The leading pathogenetic link of psychogenic impotence is a decrease in the sensitivity of cavernous tissue to the effects of neurotransmitters of erection as a result of direct inhibitory effects of the cerebral cortex or indirect effects of the cortex through spinal centers and an increase in the level of peripheral catecholamines. These phenomena are based on fatigue, depression, sexual phobias and deviations, religious prejudices, associative psychotraumatic factors, etc. In recent years, with the development of methods of objective diagnosis of erectile dysfunction, psychogenic impotence in pure form is diagnosed much less often.
Organic impotence is the inability of a man to erect and maintain it, which is not associated with psychological and mental factors. The most common causes of organic impotence are vascular pathologies. The cavernous arterial system that supplies the male sexual organ with blood consists of an internal pudendic artery, an artery of the genital organ and cavernous bodies. It has a unique ability to dramatically increase blood flow in response to stimulation of internal pelvic nerves. The rate of normal flow at rest is 10 ml / min and about 60 ml / min at the time of stimulation. Such a sharp inflow of blood along with its neuro-redistribution in cavernous bodies and cause an erection.
It is divided into 2 forms:
- Arteriogenic erectile dysfunction: The age and pathomorphological dynamics of the atherosclerotic lesion of the coronary and penile arteries approximately correspond to each other, which allows to consider erectile dysfunction as a disease of age. Other causes of arteriogenic impotence are trauma, congenital anomalies, smoking, diabetes mellitus, hypertension.
- Venous erectile dysfunction: There are 3 types of venous erectile dysfunction: Primary venous erectile dysfunction occurs with congenital pathological drainage of cavernous bodies through large subcutaneous dorsal veins or enlarged cavernous or leg veins, cavernous-spongy bypass, etc.
The leading cause of hormonal impotence is diabetes mellitus, leading to serious structural changes in the penile vessels and cavernous tissue. The well-known fact that the normal level of testosterone in the blood serum is absolutely necessary to provide normal erections, was questioned, a visually-stimulated erection does not suffer in persons with hypogonadism. In connection with this, it is now believed that the degree of assimilability of testosterone is more important than its serum level. However, hormone replacement therapy for the treatment of erectile dysfunction is considered to be shown in persons with hypogonadism and in men’s menopause.

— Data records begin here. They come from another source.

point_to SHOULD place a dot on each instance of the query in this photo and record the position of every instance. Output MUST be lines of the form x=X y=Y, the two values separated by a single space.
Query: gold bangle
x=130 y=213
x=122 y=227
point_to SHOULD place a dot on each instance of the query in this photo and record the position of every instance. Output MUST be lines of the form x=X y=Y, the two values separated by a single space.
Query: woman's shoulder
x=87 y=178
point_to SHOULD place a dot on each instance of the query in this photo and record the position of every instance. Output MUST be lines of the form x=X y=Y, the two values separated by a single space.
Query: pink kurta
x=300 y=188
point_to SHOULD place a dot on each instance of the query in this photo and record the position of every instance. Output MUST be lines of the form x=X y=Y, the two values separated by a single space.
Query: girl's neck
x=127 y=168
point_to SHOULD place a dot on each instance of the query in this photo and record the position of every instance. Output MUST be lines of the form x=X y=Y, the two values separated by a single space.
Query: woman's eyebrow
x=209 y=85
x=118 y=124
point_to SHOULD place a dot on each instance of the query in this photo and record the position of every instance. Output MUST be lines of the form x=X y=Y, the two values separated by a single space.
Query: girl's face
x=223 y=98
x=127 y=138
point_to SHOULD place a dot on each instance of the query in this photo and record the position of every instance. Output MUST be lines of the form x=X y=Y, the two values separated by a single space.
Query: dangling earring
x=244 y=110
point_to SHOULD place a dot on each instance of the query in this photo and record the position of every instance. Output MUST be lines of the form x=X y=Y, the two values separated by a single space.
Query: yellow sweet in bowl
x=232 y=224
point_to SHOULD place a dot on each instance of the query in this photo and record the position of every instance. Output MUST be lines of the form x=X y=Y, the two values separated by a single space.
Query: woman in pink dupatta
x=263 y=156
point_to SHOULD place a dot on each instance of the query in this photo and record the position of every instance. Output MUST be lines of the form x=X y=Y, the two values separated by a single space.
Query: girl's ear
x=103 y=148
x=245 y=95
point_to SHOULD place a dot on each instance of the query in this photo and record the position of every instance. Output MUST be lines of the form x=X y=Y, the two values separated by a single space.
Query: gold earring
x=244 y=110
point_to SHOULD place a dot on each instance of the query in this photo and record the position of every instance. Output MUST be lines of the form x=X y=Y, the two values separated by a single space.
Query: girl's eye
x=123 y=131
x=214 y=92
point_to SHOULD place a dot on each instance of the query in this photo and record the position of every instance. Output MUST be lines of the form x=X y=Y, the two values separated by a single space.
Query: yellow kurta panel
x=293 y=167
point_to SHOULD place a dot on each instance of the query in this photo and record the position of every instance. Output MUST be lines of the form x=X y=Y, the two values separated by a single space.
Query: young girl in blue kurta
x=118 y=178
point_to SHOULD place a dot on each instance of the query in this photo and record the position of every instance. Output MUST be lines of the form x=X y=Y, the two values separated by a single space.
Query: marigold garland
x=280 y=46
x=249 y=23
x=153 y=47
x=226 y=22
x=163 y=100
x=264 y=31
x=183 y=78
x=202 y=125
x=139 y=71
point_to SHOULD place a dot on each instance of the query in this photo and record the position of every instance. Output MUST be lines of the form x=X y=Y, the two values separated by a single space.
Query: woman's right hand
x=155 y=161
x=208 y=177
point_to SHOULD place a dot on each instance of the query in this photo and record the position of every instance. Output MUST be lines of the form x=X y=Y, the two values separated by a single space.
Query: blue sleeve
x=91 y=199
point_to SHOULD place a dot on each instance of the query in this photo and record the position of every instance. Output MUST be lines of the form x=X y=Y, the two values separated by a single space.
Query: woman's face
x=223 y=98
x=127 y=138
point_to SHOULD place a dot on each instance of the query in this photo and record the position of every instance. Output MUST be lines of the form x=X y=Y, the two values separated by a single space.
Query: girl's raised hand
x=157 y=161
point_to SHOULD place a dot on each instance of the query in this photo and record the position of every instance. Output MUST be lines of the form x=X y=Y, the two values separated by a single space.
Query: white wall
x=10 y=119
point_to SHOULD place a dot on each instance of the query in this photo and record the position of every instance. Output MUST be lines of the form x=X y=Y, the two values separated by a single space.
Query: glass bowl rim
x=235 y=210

In a patient population of patients with erectile dysfunction, approximately 10% experience neurogenic erectile dysfunction. The highest percentage of neurogenic erectile dysfunction occurs in diabetic neuropathy and erectile dysfunction after spinal cord injury. Sexual function is affected by neurological disorders with alcoholism, conditions after radical operations on the pelvic organs, spinal cord infections and tumors, syringomyelia, intervertebral disc degeneration, transverse myelitis, multiple sclerosis, as well as tumors and brain trauma and cerebral insufficiency.

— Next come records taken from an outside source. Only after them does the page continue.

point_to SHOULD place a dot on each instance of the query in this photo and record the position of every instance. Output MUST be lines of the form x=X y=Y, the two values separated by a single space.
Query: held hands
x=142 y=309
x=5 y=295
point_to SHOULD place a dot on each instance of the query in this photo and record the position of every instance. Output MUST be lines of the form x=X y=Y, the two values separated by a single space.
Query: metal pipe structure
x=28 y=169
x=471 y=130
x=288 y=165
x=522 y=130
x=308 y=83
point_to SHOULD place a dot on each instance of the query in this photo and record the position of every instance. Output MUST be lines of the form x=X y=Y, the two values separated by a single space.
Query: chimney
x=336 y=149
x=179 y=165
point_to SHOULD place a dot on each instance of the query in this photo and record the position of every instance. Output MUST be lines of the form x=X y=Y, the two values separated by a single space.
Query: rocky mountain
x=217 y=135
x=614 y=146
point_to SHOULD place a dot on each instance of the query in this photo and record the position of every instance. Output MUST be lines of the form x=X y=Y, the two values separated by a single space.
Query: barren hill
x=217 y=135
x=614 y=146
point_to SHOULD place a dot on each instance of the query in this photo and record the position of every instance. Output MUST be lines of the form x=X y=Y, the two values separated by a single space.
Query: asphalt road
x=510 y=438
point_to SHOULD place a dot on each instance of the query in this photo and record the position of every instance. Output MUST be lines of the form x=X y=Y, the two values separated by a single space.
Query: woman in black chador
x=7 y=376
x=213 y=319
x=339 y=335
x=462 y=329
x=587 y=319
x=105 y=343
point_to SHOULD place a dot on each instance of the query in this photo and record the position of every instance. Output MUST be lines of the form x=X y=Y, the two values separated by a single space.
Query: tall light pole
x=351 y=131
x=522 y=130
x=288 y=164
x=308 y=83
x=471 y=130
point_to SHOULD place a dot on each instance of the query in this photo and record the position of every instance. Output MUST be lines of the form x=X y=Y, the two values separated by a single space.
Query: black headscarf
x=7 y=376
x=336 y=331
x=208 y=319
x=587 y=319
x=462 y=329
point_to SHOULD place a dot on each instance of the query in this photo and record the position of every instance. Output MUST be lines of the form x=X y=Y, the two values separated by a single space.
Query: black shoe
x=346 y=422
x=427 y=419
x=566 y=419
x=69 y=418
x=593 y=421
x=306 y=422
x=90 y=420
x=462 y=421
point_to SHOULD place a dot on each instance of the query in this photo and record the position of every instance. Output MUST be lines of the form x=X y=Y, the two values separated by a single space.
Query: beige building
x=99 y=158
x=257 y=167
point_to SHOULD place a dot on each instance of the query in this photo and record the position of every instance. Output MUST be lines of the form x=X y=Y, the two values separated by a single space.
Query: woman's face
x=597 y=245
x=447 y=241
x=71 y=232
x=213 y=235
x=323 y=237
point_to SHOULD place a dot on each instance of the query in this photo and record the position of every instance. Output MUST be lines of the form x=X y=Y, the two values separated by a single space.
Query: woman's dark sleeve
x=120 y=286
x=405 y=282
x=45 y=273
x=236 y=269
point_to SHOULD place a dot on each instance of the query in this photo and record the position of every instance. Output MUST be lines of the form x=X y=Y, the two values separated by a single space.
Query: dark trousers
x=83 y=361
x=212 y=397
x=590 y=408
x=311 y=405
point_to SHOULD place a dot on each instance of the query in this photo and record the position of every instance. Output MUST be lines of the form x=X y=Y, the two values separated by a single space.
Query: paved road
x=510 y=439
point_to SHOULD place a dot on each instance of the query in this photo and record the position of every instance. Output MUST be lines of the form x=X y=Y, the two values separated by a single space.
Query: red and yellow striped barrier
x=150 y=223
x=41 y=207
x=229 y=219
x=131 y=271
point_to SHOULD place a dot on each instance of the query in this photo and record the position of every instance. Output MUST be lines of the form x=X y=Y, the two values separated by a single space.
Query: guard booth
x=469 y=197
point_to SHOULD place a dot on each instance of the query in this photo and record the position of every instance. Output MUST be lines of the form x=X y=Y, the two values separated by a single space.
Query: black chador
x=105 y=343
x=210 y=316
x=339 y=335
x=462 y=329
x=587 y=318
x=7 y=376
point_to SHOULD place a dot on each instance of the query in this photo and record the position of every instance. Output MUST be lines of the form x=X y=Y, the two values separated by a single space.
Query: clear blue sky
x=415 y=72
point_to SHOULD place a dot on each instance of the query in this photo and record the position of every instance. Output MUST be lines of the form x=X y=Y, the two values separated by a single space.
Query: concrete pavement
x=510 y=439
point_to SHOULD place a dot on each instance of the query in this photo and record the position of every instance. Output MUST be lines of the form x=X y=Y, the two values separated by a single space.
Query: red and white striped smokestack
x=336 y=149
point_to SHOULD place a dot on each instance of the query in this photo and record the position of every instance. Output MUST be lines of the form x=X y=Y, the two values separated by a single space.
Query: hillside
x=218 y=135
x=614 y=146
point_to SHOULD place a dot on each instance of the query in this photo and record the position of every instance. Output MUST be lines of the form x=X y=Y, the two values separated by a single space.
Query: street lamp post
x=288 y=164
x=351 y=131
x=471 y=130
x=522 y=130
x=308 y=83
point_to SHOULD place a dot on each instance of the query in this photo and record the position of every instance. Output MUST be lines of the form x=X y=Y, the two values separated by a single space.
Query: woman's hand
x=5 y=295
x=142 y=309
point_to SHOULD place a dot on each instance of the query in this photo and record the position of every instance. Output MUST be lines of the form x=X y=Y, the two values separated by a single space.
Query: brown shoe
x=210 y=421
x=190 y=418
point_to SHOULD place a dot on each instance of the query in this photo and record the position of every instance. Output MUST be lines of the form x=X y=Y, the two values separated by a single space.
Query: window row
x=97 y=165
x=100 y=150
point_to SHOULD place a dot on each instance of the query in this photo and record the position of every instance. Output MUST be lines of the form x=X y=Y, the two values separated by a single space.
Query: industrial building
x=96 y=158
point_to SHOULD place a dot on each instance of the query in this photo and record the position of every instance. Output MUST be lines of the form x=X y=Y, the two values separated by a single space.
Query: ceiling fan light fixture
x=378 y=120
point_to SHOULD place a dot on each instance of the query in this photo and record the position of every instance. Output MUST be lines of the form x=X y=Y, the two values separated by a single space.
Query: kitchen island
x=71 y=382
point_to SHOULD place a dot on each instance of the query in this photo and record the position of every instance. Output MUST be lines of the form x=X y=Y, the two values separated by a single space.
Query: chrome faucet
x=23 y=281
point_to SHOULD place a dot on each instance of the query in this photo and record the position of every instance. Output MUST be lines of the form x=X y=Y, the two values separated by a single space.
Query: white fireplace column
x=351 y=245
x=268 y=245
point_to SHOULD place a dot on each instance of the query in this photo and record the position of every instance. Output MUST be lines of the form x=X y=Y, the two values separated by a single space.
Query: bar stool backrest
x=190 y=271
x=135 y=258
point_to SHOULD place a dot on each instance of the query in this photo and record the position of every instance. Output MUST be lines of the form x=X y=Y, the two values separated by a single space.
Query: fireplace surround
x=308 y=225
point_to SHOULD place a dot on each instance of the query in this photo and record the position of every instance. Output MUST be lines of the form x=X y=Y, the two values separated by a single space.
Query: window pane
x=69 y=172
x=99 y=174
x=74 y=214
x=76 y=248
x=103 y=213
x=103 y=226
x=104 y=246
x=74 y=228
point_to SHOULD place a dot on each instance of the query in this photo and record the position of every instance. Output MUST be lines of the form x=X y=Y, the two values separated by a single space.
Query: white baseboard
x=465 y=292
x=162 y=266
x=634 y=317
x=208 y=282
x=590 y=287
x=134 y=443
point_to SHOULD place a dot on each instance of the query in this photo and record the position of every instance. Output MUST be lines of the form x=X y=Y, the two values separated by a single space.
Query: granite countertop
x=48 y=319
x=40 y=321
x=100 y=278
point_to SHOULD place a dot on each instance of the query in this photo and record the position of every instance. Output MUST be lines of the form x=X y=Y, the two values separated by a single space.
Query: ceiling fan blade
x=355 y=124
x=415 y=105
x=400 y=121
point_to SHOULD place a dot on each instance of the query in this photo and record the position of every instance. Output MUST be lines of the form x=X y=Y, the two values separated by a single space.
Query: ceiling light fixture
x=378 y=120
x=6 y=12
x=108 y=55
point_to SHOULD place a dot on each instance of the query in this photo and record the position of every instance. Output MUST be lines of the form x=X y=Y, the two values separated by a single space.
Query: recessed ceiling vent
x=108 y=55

Such impotence is caused by a combination of causes of psychogenic and organic erectile dysfunction, for example, a chronic disease in combination with psychological problems. The symptomatology of mixed erectile dysfunction combines the factors of both types.
Drug-induced erectile dysfunction
The older a man, the more likely he is to have chronic diseases that are not directly related to the genital area, but require prolonged (or permanent) medical treatment. A medical erectile dysfunction can be a consequence of the use of drugs from different therapeutic groups, regardless of the patient’s age. For example, treatment with monoamine oxidase inhibitors and tricyclic antidepressants, as well as with benzodiazepines and selective serotonin reuptake inhibitors, can lead to a decrease in libido and ejaculation disorders.
The development of erectile dysfunction can be caused by fibrates (gemfibrozil) and simvastatin. H2-receptor antagonists of histamine (cimetidine, famotidine, ranitidine), cardiac glycosides (digoxin), metoclopramide, as well as anabolic steroids, affect erectile function by suppressing androgen production. Problems may be a consequence of the use of tetracyclines, allopurinol, indomethacin, disulfiram and antihistamines of the first generation.